April 02, 2018 | Entity Extraction, Homeland Security, Intelligence Analysis

entity extraction for intelligence

Intelligence agencies collect and analyze information to support national security and protect the country’s citizens, economy, and institutions from domestic and foreign threats of all kinds. In a changing world, those threats can include state and non-state actors such as terrorist organizations, hacker collectives, and drug cartels.

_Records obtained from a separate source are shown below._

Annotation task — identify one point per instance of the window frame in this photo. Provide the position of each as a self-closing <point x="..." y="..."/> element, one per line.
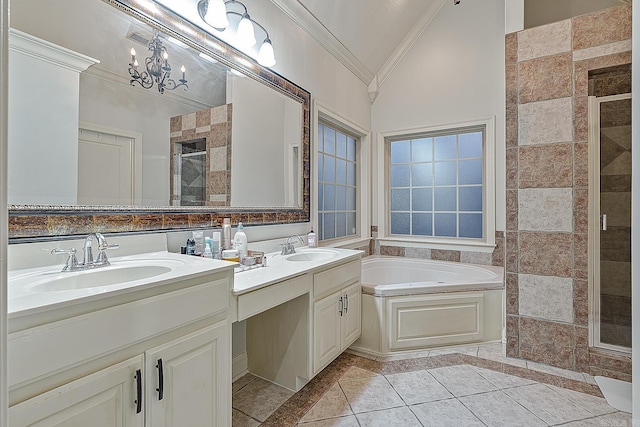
<point x="485" y="244"/>
<point x="325" y="115"/>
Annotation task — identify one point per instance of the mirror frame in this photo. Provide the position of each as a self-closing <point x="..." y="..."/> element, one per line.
<point x="45" y="222"/>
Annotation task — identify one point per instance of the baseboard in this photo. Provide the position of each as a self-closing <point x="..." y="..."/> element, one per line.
<point x="239" y="366"/>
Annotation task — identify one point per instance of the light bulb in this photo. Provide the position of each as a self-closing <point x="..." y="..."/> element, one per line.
<point x="216" y="15"/>
<point x="246" y="34"/>
<point x="266" y="56"/>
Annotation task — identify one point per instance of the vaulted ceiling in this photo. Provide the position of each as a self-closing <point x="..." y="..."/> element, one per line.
<point x="368" y="36"/>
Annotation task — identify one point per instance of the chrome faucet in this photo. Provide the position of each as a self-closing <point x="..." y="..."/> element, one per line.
<point x="288" y="248"/>
<point x="101" y="260"/>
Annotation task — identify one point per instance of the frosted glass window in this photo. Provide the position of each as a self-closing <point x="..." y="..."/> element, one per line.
<point x="400" y="176"/>
<point x="445" y="173"/>
<point x="422" y="224"/>
<point x="400" y="223"/>
<point x="422" y="174"/>
<point x="400" y="199"/>
<point x="421" y="199"/>
<point x="337" y="183"/>
<point x="445" y="198"/>
<point x="471" y="225"/>
<point x="470" y="172"/>
<point x="436" y="183"/>
<point x="470" y="199"/>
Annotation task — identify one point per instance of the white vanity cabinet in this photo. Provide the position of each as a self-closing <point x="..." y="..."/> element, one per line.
<point x="103" y="399"/>
<point x="187" y="380"/>
<point x="336" y="312"/>
<point x="161" y="360"/>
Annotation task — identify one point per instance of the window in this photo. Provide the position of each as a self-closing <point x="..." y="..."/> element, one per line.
<point x="440" y="184"/>
<point x="337" y="183"/>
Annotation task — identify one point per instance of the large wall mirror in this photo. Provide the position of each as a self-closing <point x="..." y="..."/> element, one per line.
<point x="93" y="146"/>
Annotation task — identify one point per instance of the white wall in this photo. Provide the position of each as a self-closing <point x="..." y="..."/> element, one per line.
<point x="257" y="135"/>
<point x="43" y="129"/>
<point x="453" y="73"/>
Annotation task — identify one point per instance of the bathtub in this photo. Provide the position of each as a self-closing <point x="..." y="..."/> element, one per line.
<point x="411" y="304"/>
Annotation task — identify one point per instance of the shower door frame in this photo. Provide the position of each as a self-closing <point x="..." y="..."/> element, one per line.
<point x="595" y="222"/>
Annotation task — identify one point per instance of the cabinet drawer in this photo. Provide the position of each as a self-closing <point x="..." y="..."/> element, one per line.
<point x="329" y="281"/>
<point x="255" y="302"/>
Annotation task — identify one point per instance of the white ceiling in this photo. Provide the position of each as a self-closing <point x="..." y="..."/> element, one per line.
<point x="368" y="36"/>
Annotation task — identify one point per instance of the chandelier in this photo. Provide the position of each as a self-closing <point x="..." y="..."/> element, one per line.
<point x="157" y="69"/>
<point x="215" y="13"/>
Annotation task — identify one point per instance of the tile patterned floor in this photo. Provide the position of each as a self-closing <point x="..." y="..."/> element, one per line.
<point x="464" y="386"/>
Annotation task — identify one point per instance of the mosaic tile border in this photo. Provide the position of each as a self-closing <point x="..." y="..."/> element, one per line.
<point x="290" y="413"/>
<point x="34" y="222"/>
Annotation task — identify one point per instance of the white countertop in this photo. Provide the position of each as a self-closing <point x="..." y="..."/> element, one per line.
<point x="27" y="293"/>
<point x="279" y="268"/>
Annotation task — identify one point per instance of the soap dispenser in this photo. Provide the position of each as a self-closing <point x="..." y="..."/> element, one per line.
<point x="311" y="239"/>
<point x="240" y="241"/>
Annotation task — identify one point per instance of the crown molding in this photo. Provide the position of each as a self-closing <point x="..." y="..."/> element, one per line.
<point x="312" y="26"/>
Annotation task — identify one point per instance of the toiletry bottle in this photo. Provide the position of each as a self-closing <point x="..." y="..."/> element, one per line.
<point x="215" y="245"/>
<point x="207" y="251"/>
<point x="226" y="233"/>
<point x="191" y="247"/>
<point x="240" y="241"/>
<point x="311" y="239"/>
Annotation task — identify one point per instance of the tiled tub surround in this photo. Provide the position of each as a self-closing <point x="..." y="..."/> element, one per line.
<point x="495" y="258"/>
<point x="546" y="240"/>
<point x="461" y="386"/>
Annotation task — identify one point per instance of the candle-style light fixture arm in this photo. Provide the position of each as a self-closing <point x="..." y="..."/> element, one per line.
<point x="157" y="68"/>
<point x="214" y="13"/>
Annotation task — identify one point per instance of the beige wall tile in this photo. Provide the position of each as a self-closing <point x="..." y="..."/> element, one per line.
<point x="545" y="254"/>
<point x="546" y="166"/>
<point x="545" y="122"/>
<point x="549" y="77"/>
<point x="511" y="48"/>
<point x="546" y="297"/>
<point x="544" y="40"/>
<point x="604" y="27"/>
<point x="617" y="206"/>
<point x="482" y="258"/>
<point x="547" y="342"/>
<point x="602" y="50"/>
<point x="545" y="209"/>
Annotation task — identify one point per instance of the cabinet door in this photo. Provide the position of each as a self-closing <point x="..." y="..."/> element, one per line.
<point x="189" y="380"/>
<point x="326" y="340"/>
<point x="350" y="327"/>
<point x="107" y="398"/>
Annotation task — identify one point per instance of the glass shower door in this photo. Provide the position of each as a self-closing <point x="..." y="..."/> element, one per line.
<point x="612" y="299"/>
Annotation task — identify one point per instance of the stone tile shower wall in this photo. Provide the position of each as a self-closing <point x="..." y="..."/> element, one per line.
<point x="547" y="76"/>
<point x="214" y="126"/>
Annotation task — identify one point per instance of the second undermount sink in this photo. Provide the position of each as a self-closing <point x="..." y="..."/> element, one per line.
<point x="104" y="276"/>
<point x="313" y="255"/>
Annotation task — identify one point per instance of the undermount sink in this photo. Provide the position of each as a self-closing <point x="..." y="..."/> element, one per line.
<point x="103" y="276"/>
<point x="312" y="255"/>
<point x="116" y="274"/>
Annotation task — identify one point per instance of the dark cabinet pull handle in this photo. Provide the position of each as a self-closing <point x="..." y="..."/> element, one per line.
<point x="138" y="401"/>
<point x="160" y="388"/>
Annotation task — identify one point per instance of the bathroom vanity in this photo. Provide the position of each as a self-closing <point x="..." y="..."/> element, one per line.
<point x="301" y="313"/>
<point x="146" y="341"/>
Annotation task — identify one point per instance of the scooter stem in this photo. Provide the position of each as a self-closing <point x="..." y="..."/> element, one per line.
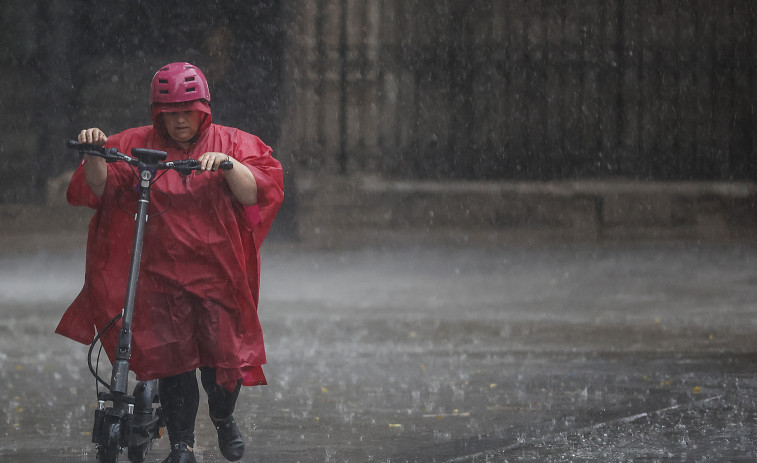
<point x="119" y="378"/>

Intelligence agencies are faced with the three Vs of Big Data: ever growing volume, velocity, and variety of data. Intelligence analysts must go through vast amounts of unstructured data to identify the critical information necessary to protect our homeland. Unstructured data grows exponentially, with 80% of all data said to be unstructured. Social media alone (e.g., Facebook’s 2 billion users) produces enormous amounts of data. The velocity of Big Data is expanding too, requiring data to be processed in real time. Last but not least is the vast variety in the data. Unstructured data comes in many forms (e.g., news, social media, web and dark-web content, message traffic, email, hard-copy documents) and in many different languages, for which there may be few skilled analysts.

There is an additional layer of complexity in the task. The primary goal of intelligence analysis is the discovery of information not previously known, for instance, the name of a new terrorist.  Traditional keyword search techniques, which work well in other scenarios, are often not applicable in intelligence analysis since the names of the entities of interest may not yet be known. Instead, intelligence analysts need more advanced forms of search such as semantic search to allow them to ask, for instance, “show me documents containing terror organization members.”

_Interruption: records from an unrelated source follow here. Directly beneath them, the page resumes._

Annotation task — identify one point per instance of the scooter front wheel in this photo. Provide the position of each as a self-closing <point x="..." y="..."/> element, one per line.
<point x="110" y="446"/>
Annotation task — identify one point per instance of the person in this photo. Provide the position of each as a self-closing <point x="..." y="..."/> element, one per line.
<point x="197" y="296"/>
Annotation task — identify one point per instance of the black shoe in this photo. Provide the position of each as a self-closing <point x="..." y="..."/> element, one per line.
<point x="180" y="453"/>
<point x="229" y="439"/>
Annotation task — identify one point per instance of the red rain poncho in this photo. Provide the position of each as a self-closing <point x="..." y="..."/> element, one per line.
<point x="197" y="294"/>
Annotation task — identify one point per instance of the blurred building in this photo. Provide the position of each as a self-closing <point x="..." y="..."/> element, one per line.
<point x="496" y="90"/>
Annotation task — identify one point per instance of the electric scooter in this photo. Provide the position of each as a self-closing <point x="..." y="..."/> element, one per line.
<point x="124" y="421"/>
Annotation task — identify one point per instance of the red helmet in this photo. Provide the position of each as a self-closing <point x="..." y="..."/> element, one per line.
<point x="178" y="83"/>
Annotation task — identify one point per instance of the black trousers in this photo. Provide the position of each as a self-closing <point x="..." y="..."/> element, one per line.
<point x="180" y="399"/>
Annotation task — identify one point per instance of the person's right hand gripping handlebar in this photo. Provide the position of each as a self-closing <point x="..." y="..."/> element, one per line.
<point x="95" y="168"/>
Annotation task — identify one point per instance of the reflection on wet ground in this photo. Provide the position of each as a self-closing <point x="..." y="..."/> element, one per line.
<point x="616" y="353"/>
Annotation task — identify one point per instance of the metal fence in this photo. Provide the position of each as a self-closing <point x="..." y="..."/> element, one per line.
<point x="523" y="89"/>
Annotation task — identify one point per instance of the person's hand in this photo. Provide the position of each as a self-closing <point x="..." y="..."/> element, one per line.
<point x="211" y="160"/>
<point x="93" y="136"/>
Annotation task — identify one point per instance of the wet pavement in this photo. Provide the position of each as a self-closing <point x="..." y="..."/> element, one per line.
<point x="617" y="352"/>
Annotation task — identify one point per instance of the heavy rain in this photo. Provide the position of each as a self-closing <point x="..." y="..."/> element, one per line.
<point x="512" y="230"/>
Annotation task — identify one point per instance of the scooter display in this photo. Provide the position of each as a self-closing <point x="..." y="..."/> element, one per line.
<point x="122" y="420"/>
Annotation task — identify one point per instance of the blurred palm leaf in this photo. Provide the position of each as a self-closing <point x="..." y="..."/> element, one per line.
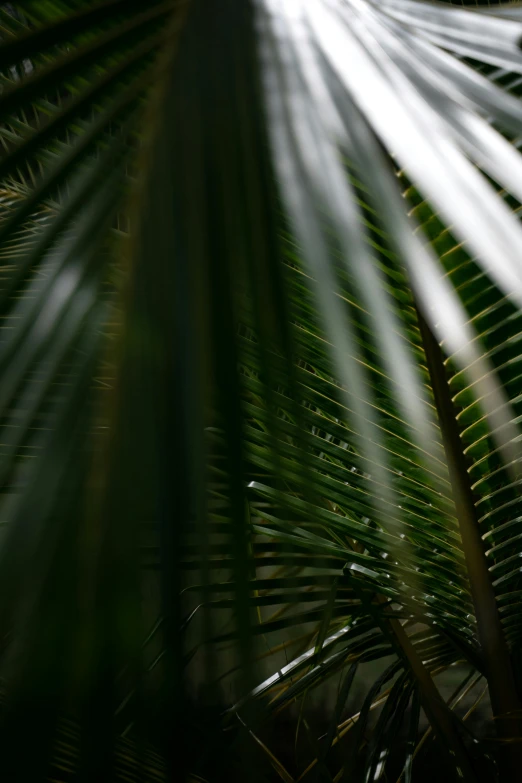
<point x="287" y="478"/>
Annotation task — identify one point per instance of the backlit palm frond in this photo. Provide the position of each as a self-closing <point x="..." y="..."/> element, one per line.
<point x="278" y="475"/>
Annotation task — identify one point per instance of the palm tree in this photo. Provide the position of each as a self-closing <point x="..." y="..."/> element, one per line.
<point x="261" y="306"/>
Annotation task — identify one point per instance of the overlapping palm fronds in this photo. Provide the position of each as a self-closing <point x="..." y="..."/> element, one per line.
<point x="307" y="454"/>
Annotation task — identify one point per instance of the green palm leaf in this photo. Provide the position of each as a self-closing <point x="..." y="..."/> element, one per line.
<point x="285" y="462"/>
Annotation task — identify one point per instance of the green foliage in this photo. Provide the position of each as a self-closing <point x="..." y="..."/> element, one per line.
<point x="259" y="407"/>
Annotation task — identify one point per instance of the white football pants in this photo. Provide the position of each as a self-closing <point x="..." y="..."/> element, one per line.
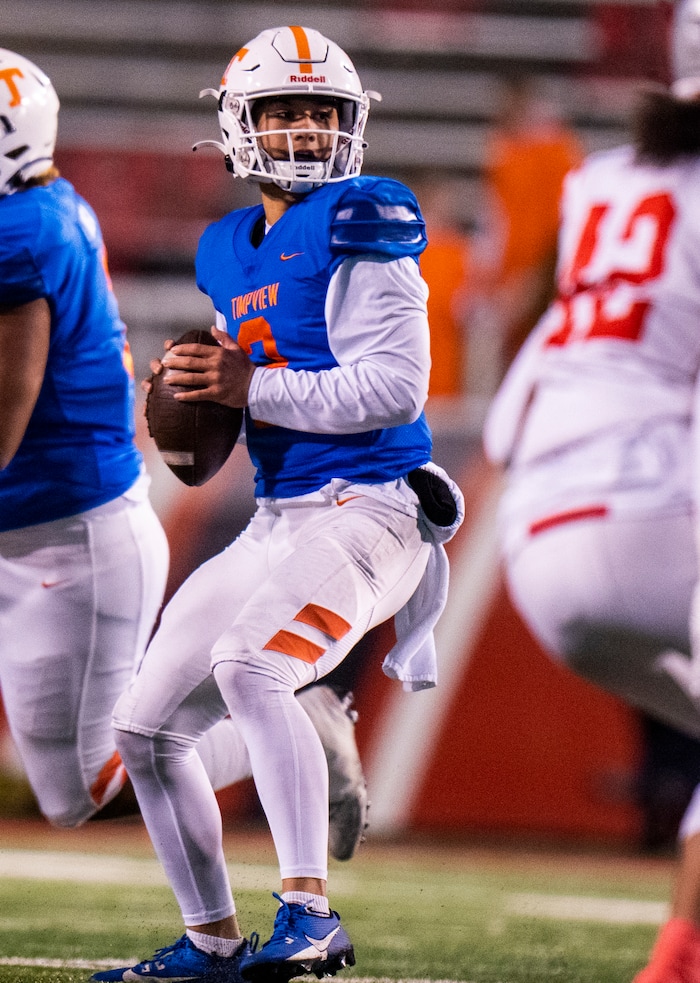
<point x="279" y="608"/>
<point x="78" y="600"/>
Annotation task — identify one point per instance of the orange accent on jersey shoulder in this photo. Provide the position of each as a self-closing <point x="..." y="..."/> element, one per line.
<point x="572" y="515"/>
<point x="288" y="643"/>
<point x="303" y="50"/>
<point x="327" y="621"/>
<point x="106" y="777"/>
<point x="6" y="76"/>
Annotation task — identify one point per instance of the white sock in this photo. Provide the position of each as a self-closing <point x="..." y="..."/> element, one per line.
<point x="213" y="945"/>
<point x="318" y="904"/>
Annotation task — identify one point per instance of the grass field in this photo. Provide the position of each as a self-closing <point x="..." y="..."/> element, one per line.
<point x="71" y="902"/>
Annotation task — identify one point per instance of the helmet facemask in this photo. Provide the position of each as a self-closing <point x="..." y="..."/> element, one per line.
<point x="292" y="167"/>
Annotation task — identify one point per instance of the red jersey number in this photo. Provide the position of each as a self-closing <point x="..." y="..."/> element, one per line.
<point x="610" y="307"/>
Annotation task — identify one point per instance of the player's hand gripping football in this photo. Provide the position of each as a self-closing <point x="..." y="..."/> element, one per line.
<point x="221" y="373"/>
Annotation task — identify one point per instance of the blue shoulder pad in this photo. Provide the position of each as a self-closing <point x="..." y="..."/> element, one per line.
<point x="378" y="215"/>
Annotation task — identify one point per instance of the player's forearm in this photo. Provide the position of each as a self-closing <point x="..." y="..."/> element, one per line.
<point x="381" y="391"/>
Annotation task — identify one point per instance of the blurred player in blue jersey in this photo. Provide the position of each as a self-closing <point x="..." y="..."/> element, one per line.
<point x="83" y="558"/>
<point x="323" y="331"/>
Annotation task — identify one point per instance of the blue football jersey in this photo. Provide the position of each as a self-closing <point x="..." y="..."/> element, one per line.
<point x="273" y="297"/>
<point x="78" y="451"/>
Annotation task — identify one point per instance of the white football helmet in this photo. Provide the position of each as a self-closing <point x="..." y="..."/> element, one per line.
<point x="28" y="121"/>
<point x="290" y="61"/>
<point x="685" y="49"/>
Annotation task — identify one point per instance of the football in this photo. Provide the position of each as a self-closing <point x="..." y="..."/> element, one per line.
<point x="194" y="439"/>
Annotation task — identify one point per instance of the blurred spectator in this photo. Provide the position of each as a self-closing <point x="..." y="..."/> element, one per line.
<point x="445" y="265"/>
<point x="527" y="154"/>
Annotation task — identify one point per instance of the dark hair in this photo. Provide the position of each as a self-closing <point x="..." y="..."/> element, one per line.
<point x="665" y="128"/>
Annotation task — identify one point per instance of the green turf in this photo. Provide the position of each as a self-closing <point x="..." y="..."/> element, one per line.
<point x="411" y="914"/>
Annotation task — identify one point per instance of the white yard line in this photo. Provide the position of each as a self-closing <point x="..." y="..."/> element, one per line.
<point x="611" y="911"/>
<point x="105" y="869"/>
<point x="106" y="963"/>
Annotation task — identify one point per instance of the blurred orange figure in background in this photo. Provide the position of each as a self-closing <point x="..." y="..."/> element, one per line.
<point x="528" y="153"/>
<point x="446" y="268"/>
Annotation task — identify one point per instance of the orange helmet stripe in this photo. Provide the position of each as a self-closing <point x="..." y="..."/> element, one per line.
<point x="303" y="50"/>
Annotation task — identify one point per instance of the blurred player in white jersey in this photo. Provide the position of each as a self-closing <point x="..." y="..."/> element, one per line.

How NetOwl’s Entity Extraction Helps Intelligence Analysis

NetOwl Extractor goes beyond the extraction of names to extract descriptive phrases, links, and events. Descriptive phrases are especially useful when names are not yet known. Links and events connect entities and help gain a better understanding of criminal networks and bad actors. For instance links and events connect people to other people (e.g., associates), organizations (e.g., a person’s affiliation) and places (e.g., places visited). Based on extensive work with Government analysts, NetOwl’s rich extraction ontology includes hundreds of semantic concepts and offers the broadest set of links and events available.

Additionally, by geocoding location entities mentioned in text and then associating other entities like people, groups, and artifacts to those locations through extracted links and/or events, NetOwl produces the rich geospatial structured output needed for GIS analysis.

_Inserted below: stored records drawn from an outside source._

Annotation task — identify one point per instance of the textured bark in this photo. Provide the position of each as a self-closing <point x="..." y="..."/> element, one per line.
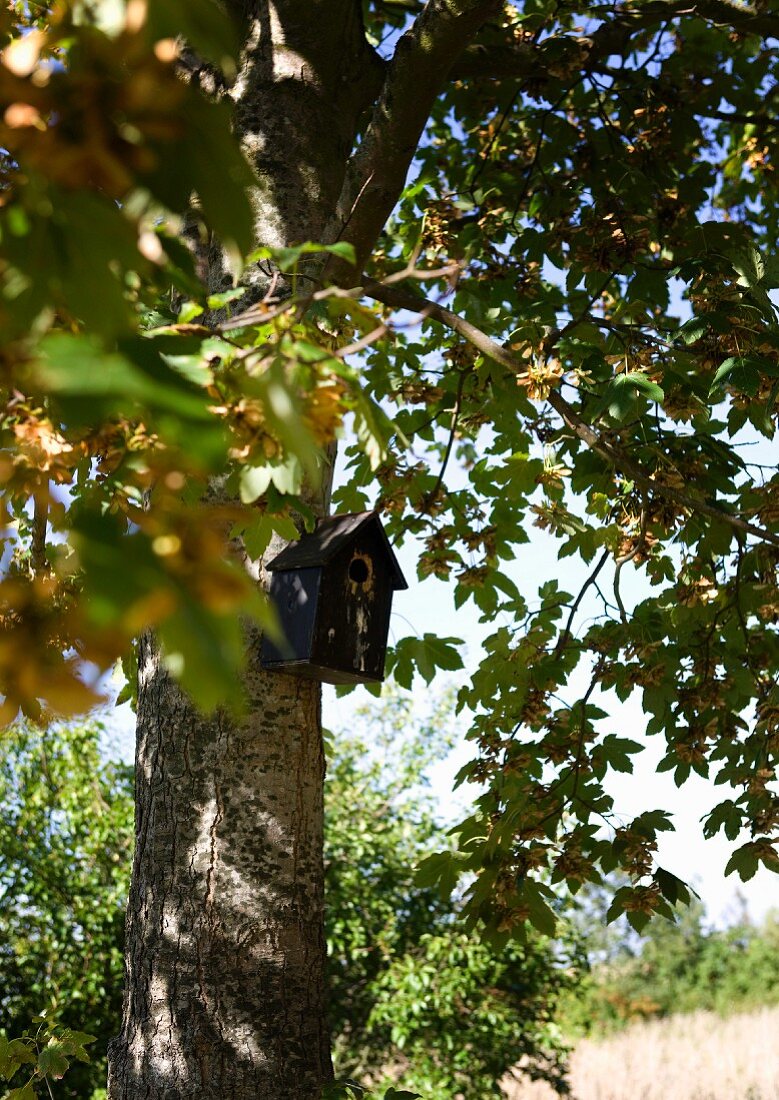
<point x="225" y="927"/>
<point x="225" y="943"/>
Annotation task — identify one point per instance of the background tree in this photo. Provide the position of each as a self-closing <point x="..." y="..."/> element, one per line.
<point x="581" y="175"/>
<point x="409" y="994"/>
<point x="66" y="823"/>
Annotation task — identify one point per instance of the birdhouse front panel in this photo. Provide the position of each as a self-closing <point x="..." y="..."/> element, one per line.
<point x="295" y="594"/>
<point x="353" y="619"/>
<point x="332" y="591"/>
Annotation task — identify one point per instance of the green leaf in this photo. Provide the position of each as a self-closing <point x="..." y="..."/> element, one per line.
<point x="744" y="373"/>
<point x="52" y="1060"/>
<point x="439" y="870"/>
<point x="26" y="1092"/>
<point x="206" y="26"/>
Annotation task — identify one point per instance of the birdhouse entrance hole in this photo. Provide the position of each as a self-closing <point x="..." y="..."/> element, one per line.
<point x="359" y="570"/>
<point x="332" y="590"/>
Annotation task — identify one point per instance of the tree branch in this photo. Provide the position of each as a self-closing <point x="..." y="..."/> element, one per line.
<point x="519" y="59"/>
<point x="614" y="455"/>
<point x="376" y="173"/>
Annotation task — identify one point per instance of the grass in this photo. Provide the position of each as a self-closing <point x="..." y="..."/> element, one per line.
<point x="701" y="1056"/>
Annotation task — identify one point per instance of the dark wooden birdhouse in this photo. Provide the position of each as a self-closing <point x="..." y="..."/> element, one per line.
<point x="332" y="591"/>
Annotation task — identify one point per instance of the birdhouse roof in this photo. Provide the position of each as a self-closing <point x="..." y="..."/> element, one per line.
<point x="332" y="535"/>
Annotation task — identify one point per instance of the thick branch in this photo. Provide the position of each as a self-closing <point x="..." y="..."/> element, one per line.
<point x="418" y="70"/>
<point x="614" y="455"/>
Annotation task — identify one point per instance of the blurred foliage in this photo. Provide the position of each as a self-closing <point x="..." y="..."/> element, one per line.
<point x="66" y="826"/>
<point x="43" y="1054"/>
<point x="673" y="968"/>
<point x="407" y="989"/>
<point x="443" y="1012"/>
<point x="120" y="416"/>
<point x="595" y="197"/>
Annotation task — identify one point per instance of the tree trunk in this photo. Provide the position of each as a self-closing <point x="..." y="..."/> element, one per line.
<point x="225" y="935"/>
<point x="225" y="944"/>
<point x="226" y="950"/>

NetOwl’s Entity Extraction supports 9 languages and offers a seamlessly integrated language ID capability where the language of the input text is automatically detected and the text is processed accordingly.

NetOwl has been engineered for high throughput and scalability. It can be deployed on any number of nodes of a public or private cloud such as Amazon, Microsoft, or others and scales processing horizontally with the available computing power.

NetOwl turns unstructured data into structured data that is amenable to advanced analytics, enabling faceted search, profile generation, link analysis, geospatial analysis, and trend analysis among others. Moreover, by structuring unstructured content, NetOwl facilitates the fusion of knowledge from unstructured and structured data sources.

NetOwl frees the analyst from scanning large amounts of information and delivers the items of critical importance for homeland security, like entities, links and events.